Screen shots would have helped. A screen shot of the surge listing on the acceptance screen or on the information screen is proof they are stealing and therefore can be taken to a lawyer or arbitrator. They would rather give you back your money than invest in that. Also, I once got a screen shot, then later saw I had looked at it wrong. The way they dispayed stuff had just changed, and the distance was 1.5 miles. In a hurry, trying to screens hot and accept...


----------



## hanging in there (Oct 1, 2014)

That’s the tough part, there is very little time to grab a screen shot then accept, all while driving. And at least with my phone, I usually don’t get it captured first try, it’s hit and miss due to button timing.

Good point about possibly a mistaken read on my part, but in this case I can see the offer etched in my brain.
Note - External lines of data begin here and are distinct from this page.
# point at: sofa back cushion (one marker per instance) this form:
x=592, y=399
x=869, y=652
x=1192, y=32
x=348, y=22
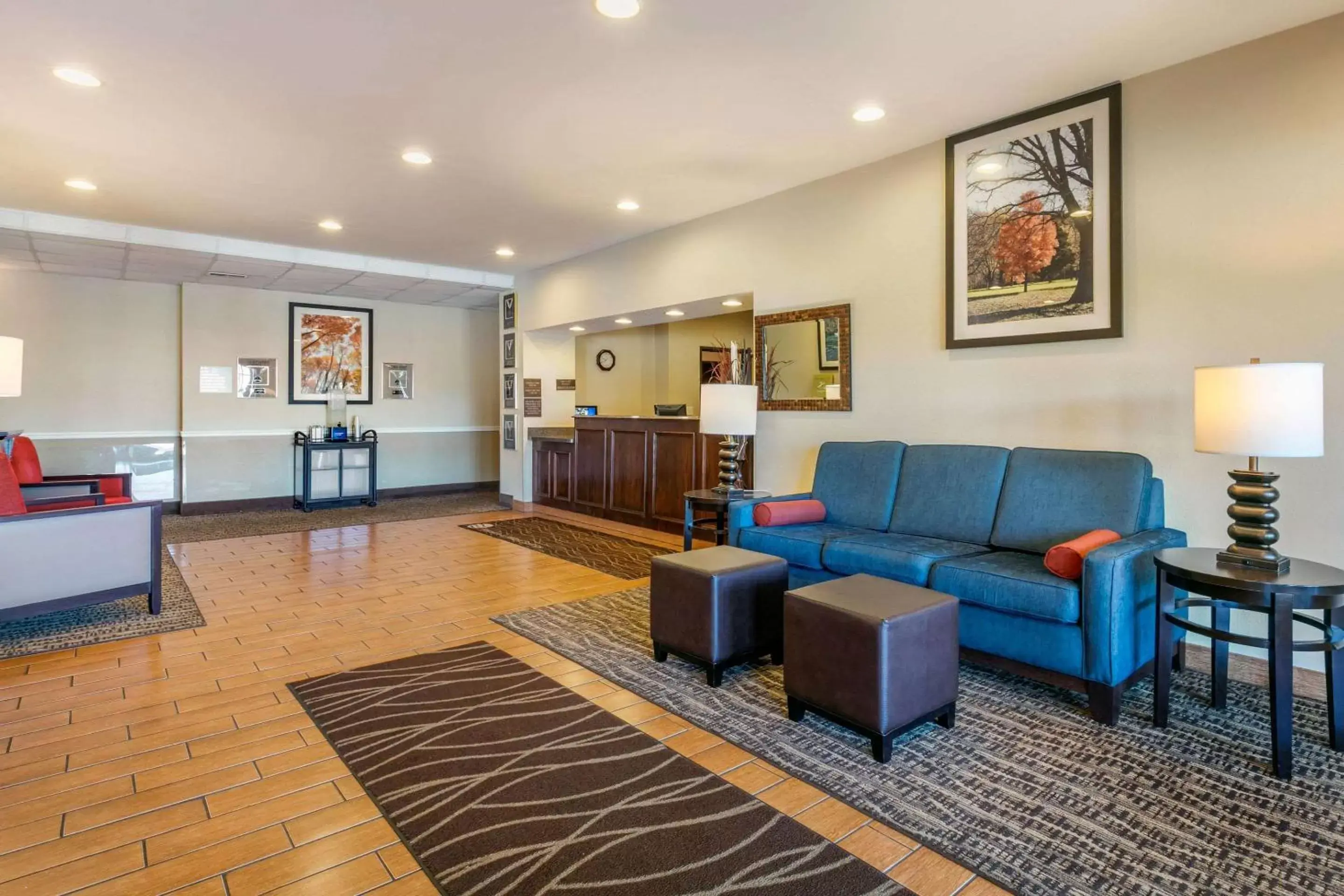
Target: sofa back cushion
x=858, y=481
x=1051, y=496
x=949, y=492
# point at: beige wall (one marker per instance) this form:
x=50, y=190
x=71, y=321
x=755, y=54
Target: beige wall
x=241, y=449
x=1233, y=190
x=658, y=364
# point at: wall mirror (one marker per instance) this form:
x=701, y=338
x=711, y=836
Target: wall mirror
x=803, y=360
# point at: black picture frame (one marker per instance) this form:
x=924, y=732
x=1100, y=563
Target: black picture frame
x=1106, y=323
x=367, y=372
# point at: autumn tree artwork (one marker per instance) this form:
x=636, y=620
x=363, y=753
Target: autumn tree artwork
x=331, y=352
x=1033, y=213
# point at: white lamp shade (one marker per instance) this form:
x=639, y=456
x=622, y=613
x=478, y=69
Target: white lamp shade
x=1261, y=410
x=11, y=367
x=728, y=409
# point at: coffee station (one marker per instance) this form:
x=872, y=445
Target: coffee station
x=335, y=465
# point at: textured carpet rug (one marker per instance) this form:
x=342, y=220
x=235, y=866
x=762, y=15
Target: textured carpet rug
x=610, y=554
x=502, y=781
x=131, y=618
x=1027, y=791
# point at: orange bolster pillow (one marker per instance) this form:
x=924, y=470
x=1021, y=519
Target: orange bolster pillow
x=1066, y=560
x=790, y=512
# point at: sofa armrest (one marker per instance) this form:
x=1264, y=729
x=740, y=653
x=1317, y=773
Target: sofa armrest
x=1119, y=593
x=66, y=558
x=740, y=512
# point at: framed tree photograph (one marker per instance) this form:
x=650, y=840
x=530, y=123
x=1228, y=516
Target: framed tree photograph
x=331, y=348
x=1034, y=226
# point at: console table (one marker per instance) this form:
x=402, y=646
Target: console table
x=335, y=473
x=1305, y=586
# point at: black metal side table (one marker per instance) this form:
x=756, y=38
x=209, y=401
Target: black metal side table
x=1305, y=586
x=717, y=502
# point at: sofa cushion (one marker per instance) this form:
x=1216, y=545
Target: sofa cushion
x=799, y=545
x=1050, y=496
x=858, y=481
x=1010, y=582
x=905, y=558
x=949, y=492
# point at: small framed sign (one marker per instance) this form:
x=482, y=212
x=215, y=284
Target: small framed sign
x=398, y=381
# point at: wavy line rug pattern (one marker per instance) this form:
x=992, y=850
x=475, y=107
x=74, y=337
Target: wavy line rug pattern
x=1026, y=791
x=503, y=781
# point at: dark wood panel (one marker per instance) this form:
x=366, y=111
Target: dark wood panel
x=590, y=468
x=674, y=473
x=630, y=469
x=562, y=476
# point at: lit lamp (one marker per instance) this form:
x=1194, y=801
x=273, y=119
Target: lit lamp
x=729, y=410
x=1259, y=410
With the new app, if there is no surge then miles is centered on the bottom. If there is a surge, it is listed on the bottom right of the black rectangle acceptance screen, and miles is on the left. So it is quite obvious. And, like I said, I was doing a double-take and triple-take before accepting because that is the first time I have seen a surge Select in a long time.

I guess this is one more way Uber skims the gravy from us, and I’m sure it adds up for them.


----------



## mrpjfresh (Aug 16, 2016)

hanging in there said:


> That's the tough part, there is very little time to grab a screen shot then accept, all while driving. And at least with my phone, I usually don't get it captured first try, it's hit and miss due to button timing.


After you accept the ping, go into the same screen as if you would turn off trip requests. The surge multiplier (unless new surge has spread to your city) will be shown. If it's missing, cancel the trip immediately. I always verify that it is there after accepting and if it is high enough, I'll even screenshot it for proof.

Dunno how common the fraud is, but I've never _knowingly_ seen it happen to me. It's happened to enough posters on here though that I believe it because, hey, it's Uber. They do not get the benefit of the doubt (they sure do not give it to drivers during compliants!).


----------